Researchers at the Georgia Institute of Technology and the Joint BioEnergy Institute engineered a bacterium to synthesise pinene, a hydrocarbon produced by trees that could replace high-energy fuels, such as petroleum-based JP-10.
By inserting enzymes from trees into the bacterium, first author and Georgia Tech graduate student Stephen Sarria, working under the guidance of assistant professor in the School of Chemistry and Biochemistry, Pamela Peralta-Yahya, boosted pinene production six-fold over earlier bioengineering efforts.
"We have made a sustainable precursor to a tactical fuel with a high energy density," said Peralta-Yahya.

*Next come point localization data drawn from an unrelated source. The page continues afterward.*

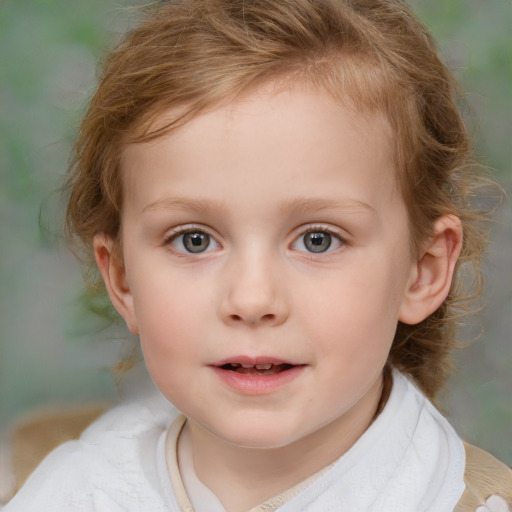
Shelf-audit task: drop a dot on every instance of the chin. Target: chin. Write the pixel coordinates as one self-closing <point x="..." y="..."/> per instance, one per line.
<point x="257" y="436"/>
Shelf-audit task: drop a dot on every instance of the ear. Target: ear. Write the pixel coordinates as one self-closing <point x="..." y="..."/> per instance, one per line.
<point x="431" y="278"/>
<point x="114" y="275"/>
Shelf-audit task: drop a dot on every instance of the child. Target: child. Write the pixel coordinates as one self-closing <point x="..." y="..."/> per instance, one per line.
<point x="276" y="193"/>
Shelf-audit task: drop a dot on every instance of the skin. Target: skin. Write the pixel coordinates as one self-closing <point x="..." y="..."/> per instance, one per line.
<point x="256" y="175"/>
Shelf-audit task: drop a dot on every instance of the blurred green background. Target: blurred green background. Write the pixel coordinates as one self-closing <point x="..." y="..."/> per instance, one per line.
<point x="51" y="350"/>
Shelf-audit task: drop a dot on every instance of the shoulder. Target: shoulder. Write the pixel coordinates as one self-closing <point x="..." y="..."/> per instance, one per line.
<point x="109" y="467"/>
<point x="488" y="483"/>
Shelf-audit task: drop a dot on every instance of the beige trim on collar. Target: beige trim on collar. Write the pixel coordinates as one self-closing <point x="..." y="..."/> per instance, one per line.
<point x="171" y="456"/>
<point x="484" y="476"/>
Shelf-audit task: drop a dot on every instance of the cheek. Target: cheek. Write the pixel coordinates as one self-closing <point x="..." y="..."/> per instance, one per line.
<point x="169" y="317"/>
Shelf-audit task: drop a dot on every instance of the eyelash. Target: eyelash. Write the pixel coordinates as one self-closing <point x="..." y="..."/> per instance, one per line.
<point x="300" y="238"/>
<point x="333" y="235"/>
<point x="183" y="230"/>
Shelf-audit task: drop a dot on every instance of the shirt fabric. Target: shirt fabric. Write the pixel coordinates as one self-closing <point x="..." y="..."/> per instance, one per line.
<point x="409" y="460"/>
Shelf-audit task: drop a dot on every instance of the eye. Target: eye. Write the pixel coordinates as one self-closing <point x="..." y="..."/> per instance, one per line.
<point x="317" y="241"/>
<point x="193" y="242"/>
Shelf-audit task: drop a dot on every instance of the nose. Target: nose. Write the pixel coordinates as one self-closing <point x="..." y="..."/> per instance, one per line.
<point x="252" y="294"/>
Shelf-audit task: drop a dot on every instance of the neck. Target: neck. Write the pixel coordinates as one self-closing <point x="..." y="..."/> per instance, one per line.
<point x="243" y="478"/>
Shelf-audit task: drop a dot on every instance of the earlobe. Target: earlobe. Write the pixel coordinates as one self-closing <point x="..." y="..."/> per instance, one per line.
<point x="432" y="276"/>
<point x="114" y="277"/>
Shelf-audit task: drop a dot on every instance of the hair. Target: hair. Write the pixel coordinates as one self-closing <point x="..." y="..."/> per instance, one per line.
<point x="373" y="55"/>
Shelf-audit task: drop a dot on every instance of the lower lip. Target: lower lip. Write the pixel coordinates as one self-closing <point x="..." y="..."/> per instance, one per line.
<point x="257" y="384"/>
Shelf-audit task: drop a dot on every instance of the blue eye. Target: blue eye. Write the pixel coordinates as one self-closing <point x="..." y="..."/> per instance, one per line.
<point x="318" y="241"/>
<point x="193" y="242"/>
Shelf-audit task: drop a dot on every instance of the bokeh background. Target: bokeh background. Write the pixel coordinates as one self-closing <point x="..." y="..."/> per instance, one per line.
<point x="53" y="350"/>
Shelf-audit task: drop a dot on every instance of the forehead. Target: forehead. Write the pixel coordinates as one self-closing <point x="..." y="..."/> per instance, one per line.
<point x="268" y="138"/>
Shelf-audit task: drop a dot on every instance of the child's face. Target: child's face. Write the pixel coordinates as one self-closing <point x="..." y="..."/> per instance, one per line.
<point x="269" y="231"/>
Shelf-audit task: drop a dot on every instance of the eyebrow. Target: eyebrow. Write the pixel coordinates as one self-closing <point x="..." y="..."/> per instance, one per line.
<point x="313" y="205"/>
<point x="184" y="203"/>
<point x="289" y="206"/>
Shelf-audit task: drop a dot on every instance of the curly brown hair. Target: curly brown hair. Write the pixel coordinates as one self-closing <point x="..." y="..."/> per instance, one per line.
<point x="373" y="55"/>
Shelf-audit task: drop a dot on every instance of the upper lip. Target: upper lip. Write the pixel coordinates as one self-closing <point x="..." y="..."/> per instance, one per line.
<point x="252" y="361"/>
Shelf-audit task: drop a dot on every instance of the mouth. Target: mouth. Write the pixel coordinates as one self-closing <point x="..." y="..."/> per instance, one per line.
<point x="257" y="369"/>
<point x="257" y="375"/>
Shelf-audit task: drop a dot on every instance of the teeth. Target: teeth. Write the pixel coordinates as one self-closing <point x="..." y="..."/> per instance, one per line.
<point x="264" y="366"/>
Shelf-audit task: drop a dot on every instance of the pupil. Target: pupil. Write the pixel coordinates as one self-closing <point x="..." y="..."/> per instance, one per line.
<point x="317" y="241"/>
<point x="196" y="242"/>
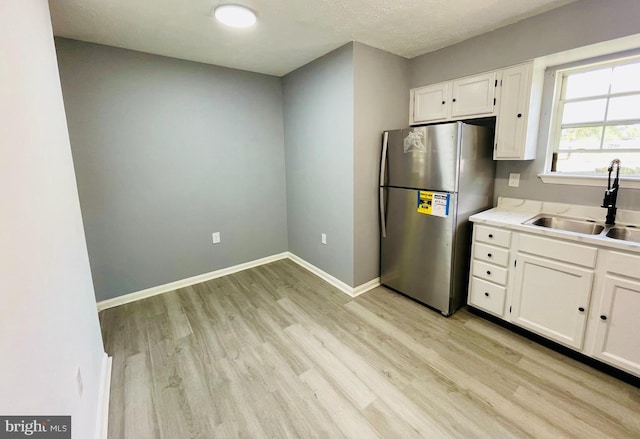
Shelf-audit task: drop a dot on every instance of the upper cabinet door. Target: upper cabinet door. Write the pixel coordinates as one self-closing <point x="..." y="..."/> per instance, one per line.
<point x="513" y="115"/>
<point x="430" y="104"/>
<point x="474" y="96"/>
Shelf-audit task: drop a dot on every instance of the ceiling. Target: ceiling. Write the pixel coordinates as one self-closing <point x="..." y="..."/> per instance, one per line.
<point x="289" y="33"/>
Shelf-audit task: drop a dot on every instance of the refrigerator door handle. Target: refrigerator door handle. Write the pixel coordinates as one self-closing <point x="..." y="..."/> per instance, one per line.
<point x="383" y="220"/>
<point x="383" y="159"/>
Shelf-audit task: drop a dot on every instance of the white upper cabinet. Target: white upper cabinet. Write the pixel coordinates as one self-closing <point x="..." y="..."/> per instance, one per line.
<point x="513" y="95"/>
<point x="464" y="98"/>
<point x="518" y="112"/>
<point x="473" y="96"/>
<point x="430" y="103"/>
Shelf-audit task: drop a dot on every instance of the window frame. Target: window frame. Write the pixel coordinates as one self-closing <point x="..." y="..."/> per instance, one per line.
<point x="555" y="120"/>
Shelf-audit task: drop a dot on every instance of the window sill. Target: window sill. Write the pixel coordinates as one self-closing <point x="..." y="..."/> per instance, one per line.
<point x="589" y="180"/>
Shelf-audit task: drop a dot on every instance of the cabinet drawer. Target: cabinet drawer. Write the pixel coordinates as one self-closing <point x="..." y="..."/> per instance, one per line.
<point x="487" y="296"/>
<point x="493" y="236"/>
<point x="489" y="272"/>
<point x="624" y="264"/>
<point x="559" y="250"/>
<point x="489" y="253"/>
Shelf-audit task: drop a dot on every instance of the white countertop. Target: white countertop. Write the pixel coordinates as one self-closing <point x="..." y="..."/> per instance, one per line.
<point x="511" y="213"/>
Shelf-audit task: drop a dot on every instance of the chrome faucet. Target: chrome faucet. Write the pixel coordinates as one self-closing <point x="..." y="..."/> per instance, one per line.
<point x="611" y="194"/>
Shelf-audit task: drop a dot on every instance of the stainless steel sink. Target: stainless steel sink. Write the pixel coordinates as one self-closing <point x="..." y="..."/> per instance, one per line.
<point x="624" y="233"/>
<point x="586" y="227"/>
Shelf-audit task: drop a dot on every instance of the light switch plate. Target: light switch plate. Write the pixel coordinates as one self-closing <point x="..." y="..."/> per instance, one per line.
<point x="514" y="180"/>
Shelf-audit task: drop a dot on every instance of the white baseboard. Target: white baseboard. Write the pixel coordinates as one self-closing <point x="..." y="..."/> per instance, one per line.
<point x="102" y="419"/>
<point x="349" y="290"/>
<point x="161" y="289"/>
<point x="361" y="289"/>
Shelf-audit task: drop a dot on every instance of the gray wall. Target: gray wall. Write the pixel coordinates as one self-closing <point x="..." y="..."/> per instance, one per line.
<point x="167" y="152"/>
<point x="381" y="103"/>
<point x="578" y="24"/>
<point x="318" y="120"/>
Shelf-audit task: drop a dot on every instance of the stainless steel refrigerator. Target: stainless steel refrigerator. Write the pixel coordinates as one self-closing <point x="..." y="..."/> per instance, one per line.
<point x="432" y="178"/>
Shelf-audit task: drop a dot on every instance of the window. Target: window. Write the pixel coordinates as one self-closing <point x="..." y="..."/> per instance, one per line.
<point x="597" y="119"/>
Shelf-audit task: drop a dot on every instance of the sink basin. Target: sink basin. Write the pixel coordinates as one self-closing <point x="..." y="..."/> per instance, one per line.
<point x="586" y="227"/>
<point x="624" y="233"/>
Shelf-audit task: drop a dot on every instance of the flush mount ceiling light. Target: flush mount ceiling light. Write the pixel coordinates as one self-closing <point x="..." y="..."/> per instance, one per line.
<point x="235" y="15"/>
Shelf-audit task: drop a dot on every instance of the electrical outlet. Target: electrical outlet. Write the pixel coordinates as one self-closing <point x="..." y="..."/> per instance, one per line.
<point x="79" y="382"/>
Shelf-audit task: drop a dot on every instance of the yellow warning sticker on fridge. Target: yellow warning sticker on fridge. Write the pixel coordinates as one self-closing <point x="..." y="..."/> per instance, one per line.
<point x="433" y="203"/>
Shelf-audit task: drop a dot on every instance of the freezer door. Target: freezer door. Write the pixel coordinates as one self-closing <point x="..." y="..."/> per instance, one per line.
<point x="416" y="254"/>
<point x="423" y="157"/>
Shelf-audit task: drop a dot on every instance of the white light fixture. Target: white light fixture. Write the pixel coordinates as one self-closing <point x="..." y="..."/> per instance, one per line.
<point x="235" y="15"/>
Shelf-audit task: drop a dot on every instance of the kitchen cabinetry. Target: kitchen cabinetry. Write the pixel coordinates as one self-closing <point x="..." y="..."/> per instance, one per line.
<point x="430" y="104"/>
<point x="518" y="113"/>
<point x="579" y="295"/>
<point x="473" y="96"/>
<point x="489" y="273"/>
<point x="551" y="292"/>
<point x="615" y="319"/>
<point x="464" y="98"/>
<point x="512" y="94"/>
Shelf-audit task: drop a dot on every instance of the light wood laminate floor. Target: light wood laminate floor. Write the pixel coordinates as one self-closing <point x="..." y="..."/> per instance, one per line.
<point x="275" y="352"/>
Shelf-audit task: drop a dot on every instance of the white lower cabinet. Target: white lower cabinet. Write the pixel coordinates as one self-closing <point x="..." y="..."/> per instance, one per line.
<point x="551" y="298"/>
<point x="616" y="318"/>
<point x="582" y="296"/>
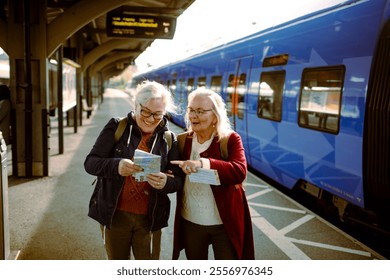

"We are concentrating on making a 'drop-in' fuel that looks just like what is being produced from petroleum and can fit into existing distribution systems," said Peralta-Yahya.
Fuels with high energy densities are important in applications where minimising fuel weight is important. The gasoline used to power automobiles and the diesel used mainly in trucks both contain less energy per litre than the JP-10.
The amount of JP-10 that can be extracted from each barrel of oil is limited, and sources of potentially comparable compounds such as trees can't provide much help.
The limited supply drives the price of JP-10 to around USD 25 per gallon.
"If you are trying to make an alternative to gasoline, you are competing against USD 3 per gallon," Peralta-Yahya noted.
"That requires a long optimisation process. Our process will be competitive with USD 25 per gallon in a much shorter time," she said.
Peralta-Yahya and collaborators studied enzymes that could be inserted into the E coli bacterium and chose two classes of enzymes - three pinene synthases (PS) and three geranyl diphosphate synthases (GPPS).
Their results were much better than earlier efforts, but the researchers were puzzled because for a different hydrocarbon, similar enzymes produced more fuel per litre.
So they placed the two enzymes adjacent to one another in the E coli cells, ensuring that molecules produced by one enzyme would immediately contact the other.
That boosted their production to 32 milligrammes per litre - much better than earlier efforts, but still not competitive with petroleum-based JP-10.
"We found that the enzyme was being inhibited by the substrate, and that the inhibition was concentration-dependent," Peralta-Yahya said.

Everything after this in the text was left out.